Mrs. Blevins, a science teacher at Page High School, is making an impact that reaches far beyond the classroom. For her, fostering children isn’t just something she does — it’s a calling that has shaped her family and helped change the lives of dozens of children and parents along the way. Her journey into foster care began with faith and a lifelong passion for advocating for kids. Inspired by Psalm 82:3, “Defend the weak and the fatherless; uphold the cause of the poor and the oppressed,” she and her husband felt led to take action.“I have been an advocate for kids in every part of my life: camp counselor, babysitter, teacher, volunteer,” she said. After experiencing two difficult pregnancies with her biological daughters, she knew her family was complete biologically, but not emotionally. “My husband and I still had plenty of love to give and space in our hearts to fill.” In 2012, despite uncertainty about what they were stepping into, the family completed training and welcomed their first foster placement. Since then, fostering has become, in her words, “part of the fabric of our family.” What has surprised her most over the years is what she finds most rewarding.
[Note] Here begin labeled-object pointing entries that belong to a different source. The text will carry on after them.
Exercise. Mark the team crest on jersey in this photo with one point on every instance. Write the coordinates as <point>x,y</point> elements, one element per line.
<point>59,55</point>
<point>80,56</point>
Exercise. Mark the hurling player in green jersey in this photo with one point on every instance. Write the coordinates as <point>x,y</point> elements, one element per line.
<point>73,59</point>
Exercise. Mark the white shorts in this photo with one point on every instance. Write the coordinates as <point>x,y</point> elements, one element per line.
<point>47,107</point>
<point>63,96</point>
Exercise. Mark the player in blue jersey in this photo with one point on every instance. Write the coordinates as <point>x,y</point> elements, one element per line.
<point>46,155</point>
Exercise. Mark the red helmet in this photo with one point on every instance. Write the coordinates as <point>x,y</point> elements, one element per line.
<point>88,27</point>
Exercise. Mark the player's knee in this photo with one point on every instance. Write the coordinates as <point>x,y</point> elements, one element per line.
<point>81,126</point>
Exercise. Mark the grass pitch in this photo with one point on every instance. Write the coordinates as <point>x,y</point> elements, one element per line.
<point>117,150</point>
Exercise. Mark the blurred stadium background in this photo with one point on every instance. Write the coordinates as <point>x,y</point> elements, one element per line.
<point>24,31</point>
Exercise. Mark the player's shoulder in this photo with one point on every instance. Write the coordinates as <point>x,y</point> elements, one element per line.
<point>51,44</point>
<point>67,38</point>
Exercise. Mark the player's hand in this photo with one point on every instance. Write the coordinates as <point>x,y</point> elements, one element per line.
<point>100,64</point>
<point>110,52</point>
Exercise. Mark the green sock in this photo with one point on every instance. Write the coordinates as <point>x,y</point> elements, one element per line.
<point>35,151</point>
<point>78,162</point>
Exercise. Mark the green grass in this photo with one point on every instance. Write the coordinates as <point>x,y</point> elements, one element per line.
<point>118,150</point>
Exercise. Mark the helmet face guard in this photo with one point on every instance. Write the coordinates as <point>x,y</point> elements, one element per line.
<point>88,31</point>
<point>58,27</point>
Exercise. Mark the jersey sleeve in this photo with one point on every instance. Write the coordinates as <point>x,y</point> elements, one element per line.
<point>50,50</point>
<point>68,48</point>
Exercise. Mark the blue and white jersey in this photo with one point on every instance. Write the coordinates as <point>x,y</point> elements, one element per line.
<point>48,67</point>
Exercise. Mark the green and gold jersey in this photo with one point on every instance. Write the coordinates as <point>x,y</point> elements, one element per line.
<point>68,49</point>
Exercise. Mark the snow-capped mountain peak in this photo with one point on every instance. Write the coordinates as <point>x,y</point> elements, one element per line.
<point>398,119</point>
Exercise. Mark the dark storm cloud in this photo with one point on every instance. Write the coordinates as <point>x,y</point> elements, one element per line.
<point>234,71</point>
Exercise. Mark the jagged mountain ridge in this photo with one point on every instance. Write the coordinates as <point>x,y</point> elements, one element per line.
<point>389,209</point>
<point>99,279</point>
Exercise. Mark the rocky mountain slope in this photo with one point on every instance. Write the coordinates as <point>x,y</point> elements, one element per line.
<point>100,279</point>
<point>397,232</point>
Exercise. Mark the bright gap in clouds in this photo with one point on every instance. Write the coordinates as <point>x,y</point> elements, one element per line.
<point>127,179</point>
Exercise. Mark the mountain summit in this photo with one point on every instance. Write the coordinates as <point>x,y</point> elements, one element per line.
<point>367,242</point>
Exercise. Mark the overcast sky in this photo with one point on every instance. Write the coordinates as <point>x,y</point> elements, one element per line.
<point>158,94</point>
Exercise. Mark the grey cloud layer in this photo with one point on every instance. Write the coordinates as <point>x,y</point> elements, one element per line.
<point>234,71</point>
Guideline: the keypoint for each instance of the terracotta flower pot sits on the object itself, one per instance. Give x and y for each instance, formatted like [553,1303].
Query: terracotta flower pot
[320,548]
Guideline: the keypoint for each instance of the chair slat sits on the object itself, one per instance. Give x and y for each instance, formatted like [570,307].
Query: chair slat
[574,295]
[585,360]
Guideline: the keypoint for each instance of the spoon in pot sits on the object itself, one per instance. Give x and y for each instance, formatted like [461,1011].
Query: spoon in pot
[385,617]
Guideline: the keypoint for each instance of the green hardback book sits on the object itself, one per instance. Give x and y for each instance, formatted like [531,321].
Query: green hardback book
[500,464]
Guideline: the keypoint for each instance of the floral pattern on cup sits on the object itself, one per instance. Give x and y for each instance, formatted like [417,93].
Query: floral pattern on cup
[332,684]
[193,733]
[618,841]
While many people assume the greatest impact comes from caring for the children, she points to the importance of working with biological parents. A key part of foster care is “shared parenting,” where foster parents communicate and collaborate with children’s birth families, something many prospective foster parents initially fear.
“I quickly came to realize that most children in foster care aren’t there because their parents don’t care,” she explained. “It’s often because they don’t have the skills to be successful parents.”She began stepping outside her comfort zone to mentor parents, especially young single mothers, helping them learn practical life skills such as budgeting, grocery shopping, home upkeep, and building supportive community networks. More than a decade later, the impact continues. “I still receive updates from moms I mentored over 10 years ago,” she said. “They’ve gotten custody back, gone to college, gotten married, become incredible parents, and just want to say thank you.” Moments like those make her feel she is helping repair what can sometimes feel like a broken system. She is also quick to challenge common misconceptions about foster care. One of the biggest myths, she says, is that children in foster care are “bad kids.”
“This couldn’t be further from the truth,” she said. “These children are amazing. They are full of joy and love. It is absolutely no fault of their own that they have been placed in foster care.” Another common concern is emotional attachment. Many adults say they could never foster because they would get too attached. Her response is simple: “Getting attached is the whole point.” She believes children thrive when they feel loved and secure, even if the placement is temporary. While reunification can be heartbreaking, she celebrates when children safely return home. “All kids want to go home to their biological families,” she said. “They deserve that if it’s where they can be safe and thrive, even when my heart breaks when they leave us.” Fostering hasn’t just changed her. It has shaped her entire family. Her biological daughters and adopted daughter have grown up in a home centered on empathy and service.
“My whole family, we all see people,” she said. The experience has deepened their compassion and gratitude. “All of us love bigger and give more because we realize how blessed we have been.” Between placements, the entire household weighs in on whether to continue fostering, and every time, the answer is yes. “It is who we are,” she said. Among her favorite memories are the small but powerful “firsts” she gets to witness with young children: a first trip to the beach, the thrill of a first roller coaster ride, or the first time catching snowflakes on their tongue. “Every single moment is stored in my heart and comforts my soul when these children do leave us,” she said. “These memories are mine to keep, and that is enough.” Through both her classroom and her home, Mrs. Blevins continues to prove that sometimes the biggest impact starts with simply opening your heart.